С глухим вздохом ладонь Джеми разжалась. Мальчишка отступил на пару шагов назад — Таша почти чувствовала, как её окатывают волны гнева от постигшей его участи безмолвного зрителя.
Но это всё потом…
А сейчас и здесь их оставалось только двое.
— Не думал, что ты решишься так скоро, — сказал Лиар, удерживая её руку. — Но надеялся.
— Правильно надеялся.
— Я не так плохо тебя знаю, как тебе хотелось бы.
— Быть может.
— Но где же оружие, которым ты собираешься мне мстить, девочка моя?
Таша вдруг улыбнулась — мягкой, рассеянной улыбкой.
— Плохо же ты меня знаешь, — повторила она всплывшее из омута памяти. — Мстить тебе я не хочу.
— Зачем же тогда пришла? — его лицо осталось бесстрастным:
— Поговорить. Чтобы положить конец всему этому.
— Идеальное место для переговоров? Магия здесь обернётся против меня, это верно, — он благосклонно улыбнулся. — И о чём же ты хотела поговорить?
— Отдай мне Лив и отпусти меня.
Он рассмеялся:
— И ты думаешь, я так легко пойду на всё это?
— Нет, и поэтому хочу знать, что тебе нужно. Арону ты отомстил: что ты хочешь от меня?
— Сложный вопрос, — он чуть вскинул голову. — Боюсь, всего ты не узнаешь и не поймёшь никогда, а частности… хм… Было бы неплохо, если бы ты наконец смирилась с тем, что ты — игрушка. Для тебя в первую очередь. Тогда, скорее всего, я пошёл бы на уступки… Возможно, даже сделал бы всё, что хочешь.
Ташины ресницы чуть дрогнули.
— Всё, что хочу? — медленно спросила она.
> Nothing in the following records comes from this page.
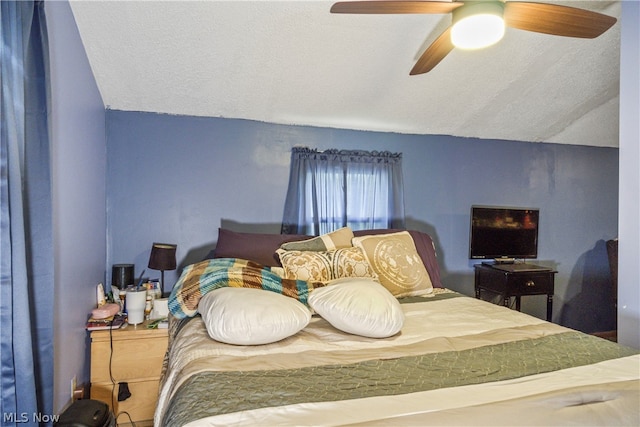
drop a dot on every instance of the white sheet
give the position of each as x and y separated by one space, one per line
452 324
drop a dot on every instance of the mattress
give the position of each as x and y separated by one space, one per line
456 361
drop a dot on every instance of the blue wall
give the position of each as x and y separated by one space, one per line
78 156
176 179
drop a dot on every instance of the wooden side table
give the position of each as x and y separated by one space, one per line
515 280
136 355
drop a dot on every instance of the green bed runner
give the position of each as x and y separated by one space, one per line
214 393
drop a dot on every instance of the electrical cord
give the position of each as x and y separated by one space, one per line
113 384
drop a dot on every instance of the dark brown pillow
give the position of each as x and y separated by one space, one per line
261 248
257 247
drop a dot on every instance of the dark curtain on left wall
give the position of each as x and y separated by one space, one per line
26 236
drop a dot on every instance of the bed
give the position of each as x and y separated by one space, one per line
410 355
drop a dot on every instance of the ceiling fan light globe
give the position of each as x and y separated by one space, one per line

— А с тобой куда интереснее, чем с другими, — кажется, происходящее его забавляло. — Они слишком легко сдавались. Порой они и бороться не начинали, и тогда все планы шли прахом. Но ты… о, ты уникальная игрушка, девочка моя. Я сделал правильный выбор. Даже Арон не устоял.
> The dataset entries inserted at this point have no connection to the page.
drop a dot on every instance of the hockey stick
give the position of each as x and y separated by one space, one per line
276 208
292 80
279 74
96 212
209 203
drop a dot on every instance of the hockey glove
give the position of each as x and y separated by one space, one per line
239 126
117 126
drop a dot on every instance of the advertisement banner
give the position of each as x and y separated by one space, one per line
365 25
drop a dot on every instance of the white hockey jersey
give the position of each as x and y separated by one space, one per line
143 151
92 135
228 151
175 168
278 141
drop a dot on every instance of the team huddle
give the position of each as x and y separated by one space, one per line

Таша вдруг увидела, как в зрачках его пляшут оранжевые огоньки.
До этого дня она всегда считала выражение "горящие глаза" просто фигурой речи.
С другой стороны, глаза лучистые тоже вполне можно было отнести к таким фигурам.
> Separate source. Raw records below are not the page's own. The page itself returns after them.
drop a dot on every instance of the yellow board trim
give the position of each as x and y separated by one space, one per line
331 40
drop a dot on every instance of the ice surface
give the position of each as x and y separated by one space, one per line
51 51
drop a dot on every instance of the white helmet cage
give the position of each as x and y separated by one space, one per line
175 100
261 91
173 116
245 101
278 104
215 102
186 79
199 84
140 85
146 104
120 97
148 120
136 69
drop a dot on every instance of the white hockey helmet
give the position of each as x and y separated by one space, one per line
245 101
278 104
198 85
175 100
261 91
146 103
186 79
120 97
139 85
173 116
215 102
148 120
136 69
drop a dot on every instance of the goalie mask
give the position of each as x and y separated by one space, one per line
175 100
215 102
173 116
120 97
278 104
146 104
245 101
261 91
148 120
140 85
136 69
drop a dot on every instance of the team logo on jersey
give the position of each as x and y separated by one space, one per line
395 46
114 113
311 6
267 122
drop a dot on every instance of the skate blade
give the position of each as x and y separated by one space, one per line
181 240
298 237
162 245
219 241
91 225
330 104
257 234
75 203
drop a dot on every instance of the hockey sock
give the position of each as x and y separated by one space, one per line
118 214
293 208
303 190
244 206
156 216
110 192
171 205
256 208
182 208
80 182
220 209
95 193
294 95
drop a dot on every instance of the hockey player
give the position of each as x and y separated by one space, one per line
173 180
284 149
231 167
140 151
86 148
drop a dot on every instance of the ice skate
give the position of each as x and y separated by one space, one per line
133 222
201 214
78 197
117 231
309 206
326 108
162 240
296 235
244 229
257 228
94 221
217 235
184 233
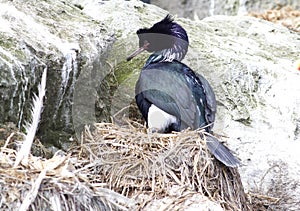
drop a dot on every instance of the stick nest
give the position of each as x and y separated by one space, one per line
122 168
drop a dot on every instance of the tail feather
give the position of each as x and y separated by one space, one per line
221 152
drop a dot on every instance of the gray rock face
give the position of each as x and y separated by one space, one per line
204 8
83 44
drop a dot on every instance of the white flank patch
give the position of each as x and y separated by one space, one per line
158 119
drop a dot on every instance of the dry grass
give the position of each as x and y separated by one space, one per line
122 168
285 16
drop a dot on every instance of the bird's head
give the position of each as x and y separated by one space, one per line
165 36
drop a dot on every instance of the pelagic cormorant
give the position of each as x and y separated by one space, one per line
169 94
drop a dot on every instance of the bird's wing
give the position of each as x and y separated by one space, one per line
211 105
164 85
— Другие? Так это были не первые ваши… забавные игры?
— Остальные были давно, а правила везде были разными. Игр было достаточно, чтобы научить моего братишку не принимать вызовов, а мне — успеть надоесть. Но проходит какое-то время, и новизна ощущений возвращается… а уроки забываются. И теперь он попался — потому что на такую игрушку не мог не попасться.
— Значит, тебе нужна я?
— В общем, да.
Медовый ветер цветущей Пустоши распускал прохладу по щекам.
Всему миру нужна Таша Морли, думала она. Нет, мир точно сошёл с ума…
— Я не собираюсь больше играть по твоим правилам, хочешь ты того или нет. Ни по твоим, ни по чьим-либо ещё.
Он слегка улыбнулся.
— Я был великодушен, девочка моя. Но предупреждаю — я могу быть и жесток.